Young people, open to the possibility of a vocation to the priesthood or religious life, gathered in great numbers on a July weekend in Britain. This was the third year of InVocation, a great Festival of Vocations held at St Mary’s College, Oscott, at Birmingham in the English Midland, and numbers, always large, have grown year on year. The ingredients of the weekend include a tented village spread on the lawns of a seminary, a candlelit Blessed Sacrament procession winding its way through woodland paths, and a packed church for a great concelebrated Mass with the Papal Nuncio.
The venue itself is significant. This is the place where Bl. John Henry Newman preached his famous sermon on the “Second Spring”, following the restoration of the Hierarchy in Britain in the middle of the 19th century. For some 300 years there had been no Catholic bishops in Britain – following the break with Rome under Henry VIII and the subsequent years of persecution, this was mission territory under the care of Vicars Apostolic. The Catholic revival of the 19th century saw much building – physically and spiritually – and the beautiful Pugin chapl at Oscott was one result. Here, John Henry Newman spoke of a “Second Spring” of the Catholic Faith in Britain, and here, over the past three years, the annual InVocation Festival has brought together crowds of young people along with great numbers of young friars, nuns, monks and priests for a revival of religious life in these opening years of the 21st century.
The concept is simple – a daily programme centred on the Divine Office, and Mass, a big tent, in which talks are given and where meals are also served, a series of other interconnecting tepees with comfortable chairs for chats, constant prayer in the chapel – including all-night Adoration of the Blessed Sacrament – and a welcome to all the many young people who book in from across Britain.
Canon Luiz Ruscillo from the diocese of Lancaster gave a superb opening talk, on the theme of Christ’s call to Peter and the others from the shore. Exploring, in depth, the relevant passage from the Gospel of St John, he drew out the significance of Christ’s great love – for Peter, who had denied him, for Thomas, who doubted him, for Nathaniel who had asked if anything good could come out of Nazareth. Christ’s “Follow me” is centred on this love: he teaches us that we are deeply loved, and deeply lovable.
Archbishop Bernard Longley of Birmingham was present during the weekend, meeting and talking to many of the young people who thronged the Festival from across Britain. During the weekend, Bishop Mark Davies of Shrewsbury visited bringing the relic of St John Vianney, which was venerated in the chapel, and spoke about this much-loved Cure of Ars and his message. Along with other priests and bishops, Bishop Mark heard confessions during Saturday afternoon. In the evening a great procession of the Blessed Sacrament took place through the extensive grounds of Oscott, with all the young people carrying glowing candles and singing litanies and hymns. Sunday morning saw a chapel packed to overflowing for the final Mass, at which a greeting was read out from the Holy Father. The preacher was the Apostolic Nuncio, Archbishop Menini.

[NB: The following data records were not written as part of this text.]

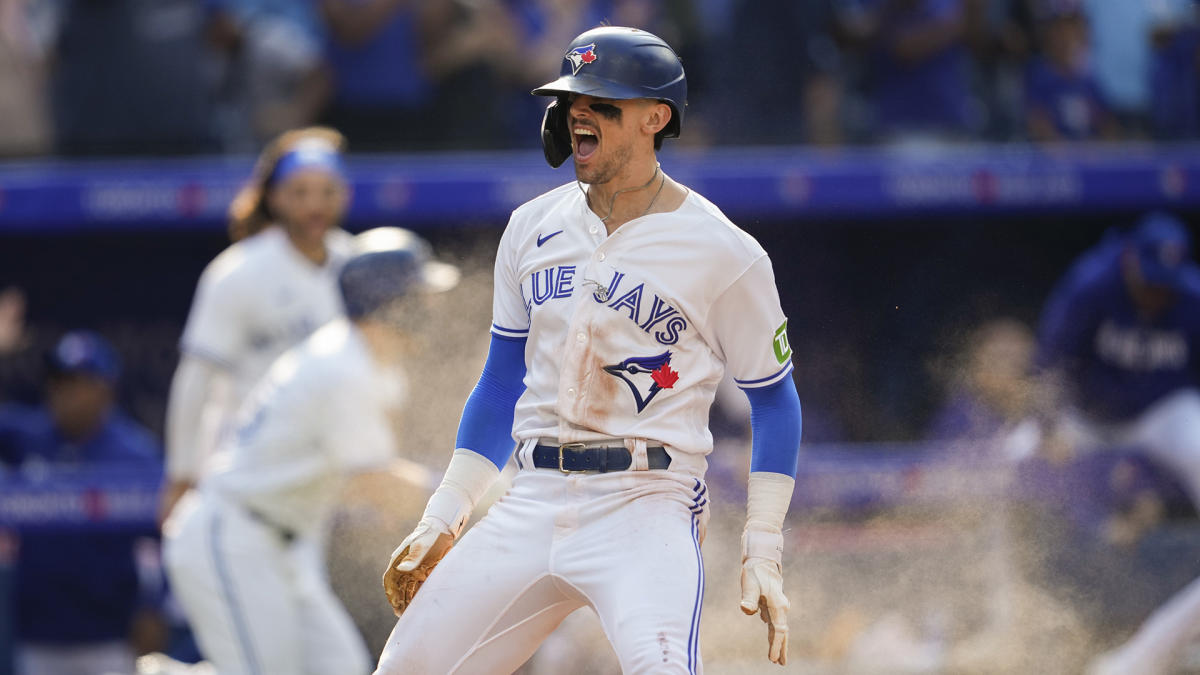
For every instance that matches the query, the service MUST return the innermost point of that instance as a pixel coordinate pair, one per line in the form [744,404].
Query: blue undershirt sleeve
[486,423]
[775,425]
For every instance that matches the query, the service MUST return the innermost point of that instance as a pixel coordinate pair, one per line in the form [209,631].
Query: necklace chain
[612,201]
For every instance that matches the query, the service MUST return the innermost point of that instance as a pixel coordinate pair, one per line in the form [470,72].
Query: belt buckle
[571,447]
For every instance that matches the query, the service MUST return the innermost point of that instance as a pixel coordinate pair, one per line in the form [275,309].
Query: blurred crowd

The focus throughout the weekend were the members of different religious Orders – Franciscans, Carmelites, Dominicans, Jesuits, Benedictines, Presentation Brothers, Poor Clares and others, who led talks and workshops but also simply met and talked to anyone and everyone. There were also numbers of diocesan clergy and Vocations Directors. A young Sister of the Franciscans of the Renewal, Sister Kirstin Holum, a former Olympic speed-skater gave a powerful testimony. Dominicans from Oxford, Benedictines from Worth, and Poor Clares from Sussex were among those leading discussions. During the free time in the Saturday afternoon, a great crowd joined in a Rosary Walk with Marian hymns.
Numbers of young people joining religious orders in Britain have risen in recent years, along with the numbers of young men entering the seminary for training for the priesthood. InVocation, with its emphasis on personal witness and shared prayer has proved an effective way of enabling young people to meet members of religious orders and to discern the reality of what a vocation means and what religious life really involves. The Festival has something of the flavour of a retreat, something of World Youth Day, something of a pilgrimage, and something of a great gathering of friends. One young man, who is joining a religious order, spoke of how the event had helped him to focus and make his decision. “I came two years running, and it was a great help in my discernment” he said. Sister Hyacinthe Defos de Pau, a Dominican sister, spoke of the enthusiasm she had encountered in leading a discussion about the Dominican life It’s wonderful – but of course it’s wonderful” she said “We know that it is – and that’s why we want to share it!”